Summer means travel and this year I enjoyed four weeks of it. And four weeks on the road demands juicy reads. I soared through love triangles and depleted inheritances and dysfunctional families. But now I must atone for devouring novels so entertaining that a slower pace would misrepresent them. I read books irrespective of their cultural capital.
Reading this way should feel liberating. Yet society convinces us that a book’s value is proportional to the amount of effort it takes to finish. Better to push yourself through The Castle than to frolic with The Year of Living Danishly. We should laugh at this. It’s the reading process that’s important. Whereas cinema seduces you with perfectly-pressed pictures, books require you to assimilate another outlook that generates as a hybrid experience between book/reader and author/reader.
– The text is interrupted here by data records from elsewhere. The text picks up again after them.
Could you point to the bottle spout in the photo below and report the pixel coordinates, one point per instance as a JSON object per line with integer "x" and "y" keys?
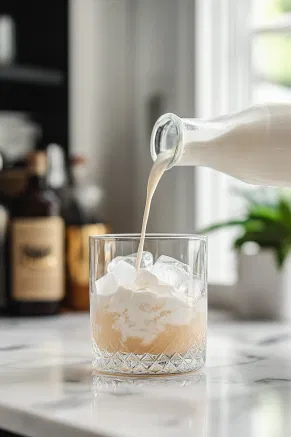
{"x": 167, "y": 138}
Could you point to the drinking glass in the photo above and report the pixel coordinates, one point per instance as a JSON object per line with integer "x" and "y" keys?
{"x": 154, "y": 321}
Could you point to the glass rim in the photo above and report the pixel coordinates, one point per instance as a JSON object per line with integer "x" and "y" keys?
{"x": 149, "y": 236}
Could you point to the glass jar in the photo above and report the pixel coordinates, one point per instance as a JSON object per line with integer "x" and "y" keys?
{"x": 153, "y": 321}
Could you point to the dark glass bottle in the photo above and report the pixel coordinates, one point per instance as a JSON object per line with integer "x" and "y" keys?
{"x": 80, "y": 211}
{"x": 36, "y": 246}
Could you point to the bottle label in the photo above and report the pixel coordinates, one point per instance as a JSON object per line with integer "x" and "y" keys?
{"x": 37, "y": 259}
{"x": 78, "y": 251}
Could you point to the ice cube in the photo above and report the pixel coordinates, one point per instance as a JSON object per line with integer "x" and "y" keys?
{"x": 146, "y": 279}
{"x": 146, "y": 261}
{"x": 124, "y": 274}
{"x": 106, "y": 285}
{"x": 172, "y": 272}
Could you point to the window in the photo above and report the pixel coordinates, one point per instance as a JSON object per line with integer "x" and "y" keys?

Just as some people prefer thrillers to comedies, everyone has a favorite narration-style. For me, The Castle was thought-provoking but not a page turner, while The Year of Living Danishly lured me out of museum galleries and into the toilet where I’d sneak-read a chapter when ohh-ing and ahh-ing at Picasso grew tiresome. Although name-dropping Kafka at a dinner party might exhibit my cultural capital (as could the Picassos I spurned), I’d sooner mention Jutland’s Lego-themed hotel, which I learned about in The Year of Living Danishly. The former seemed the intellectual equivalent of an undressed kale salad, while the latter was indulgent like a Saturday morning croissant. My preferred narrative style is casual, modern and anecdotal.
If I were to focus on just that genre, I’d still suffer from too-many books too-little time syndrome. Avid readers understand this affliction. You realize its severity when you return home from your favorite bookstore and struggle to balance a third layer of books on your deepest shelf. Digital society exacerbates this affliction. Now we can crowdsource recommendations from friends, get personalized selections from Good Reads and download them all with a single click on Amazon. Whereas money, space and time previously constrained the of books we encountered, the rise of e-readers and low-priced e-books renders the first two constraints irrelevant.
We need new parameters to decide what to read. Publishing might bring a book to stores, but it doesn’t keep the book in print. Time sets a story apart.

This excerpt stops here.